Defining “Good Sports”

Something I love about the Olympics is considering what is a good sport, and what is not.

My keys for makes a “good sport” are loosely:

  • There are men and women who participate in the sport
  • Most humans will naturally discover if they are good at the sport relative to their peers
  • A large number of countries field athletes in the sport

Based on those rules, it’s good that baseball and softball were dropped.

  • The barriers to entry should be low, and equipment should be inexpensive (running/soccer = good, horse jumping = bad)
  • The competitors per square foot should be high when a dedicated field is required (basketball/badminton/boxing = good, rowing = bad)
  • The more uses a field of play has, the better (volleyball, track, soccer, field hockey, badminton = good, Canoe Slalom = bad)
  • You can see the competitors, and judge relative strain (track, basketball, soccer, gymnastics, weight lifting = good.
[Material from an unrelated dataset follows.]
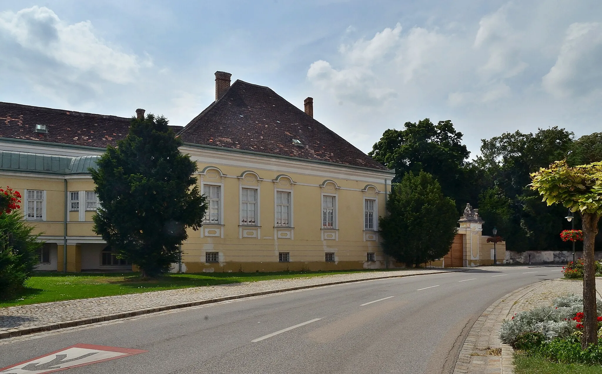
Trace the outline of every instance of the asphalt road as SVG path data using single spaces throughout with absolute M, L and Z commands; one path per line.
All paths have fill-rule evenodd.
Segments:
M 514 290 L 561 277 L 560 269 L 476 268 L 150 314 L 0 345 L 0 367 L 87 343 L 148 352 L 66 372 L 451 373 L 483 310 Z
Fencing, swimming = bad)
A rant against Canoe Slalom

Canoe Slalom is my target for the Olympic sport that needs to be killed off. I actually like it as a sport, but it shouldn’t be an Olympic sport. The fact that the courses are man made, and need to be pumped seems to be a huge waste. If you’re going to do white water rafting, it should be done somewhere where it naturally occurs.

The Sydney games course only cost $6M, which is less than I expected. The Lee Valley White Water Centre for the London Games cost $50.2M, which is more in line with what I would expect.

The number of listed competitors for Canoe Slalom is 84, and I think is the only discipline that uses that venue. Based on that calculation, that venue cost $600,000 per competitor.

The Canoe Slalom is an event that almost nobody is going to naturally discover a talent for. It’s much more likely that it has competitors just because it happens to be an Olympic sport.

 

Comments (4) left to “Defining “Good Sports””

  1. Triztan wrote:

    But by your criteria bobsled is bad (equipment, etc.) and that can’t be true because bobsledding sooooo co00oo0ooool. =/

  2. ben wrote:

    Winter Olympics isn’t as good as summer in general based on this criteria.

  3. Triztan wrote:

    Assuming the corollary of your logic is that bobsledding must then be graded on a curve and, therefore is “good” in it’s proper context, I’m with you.

    Canoe Slalom can go _____ itself.

    We didn’t even have to resort to a foot race.

  4. ben wrote:

    Bobsledding is absolutely cool.

    It’s not something that I think people do recreationally though. I like the sports that people do, or can do recreationally, and almost universally go watch competitions in their region.

    And not require some crazy “use once” venue.

    Actually, the Winter Olympics break all those rules, except for maybe the ice skating, and therefore can’t be held to that standard.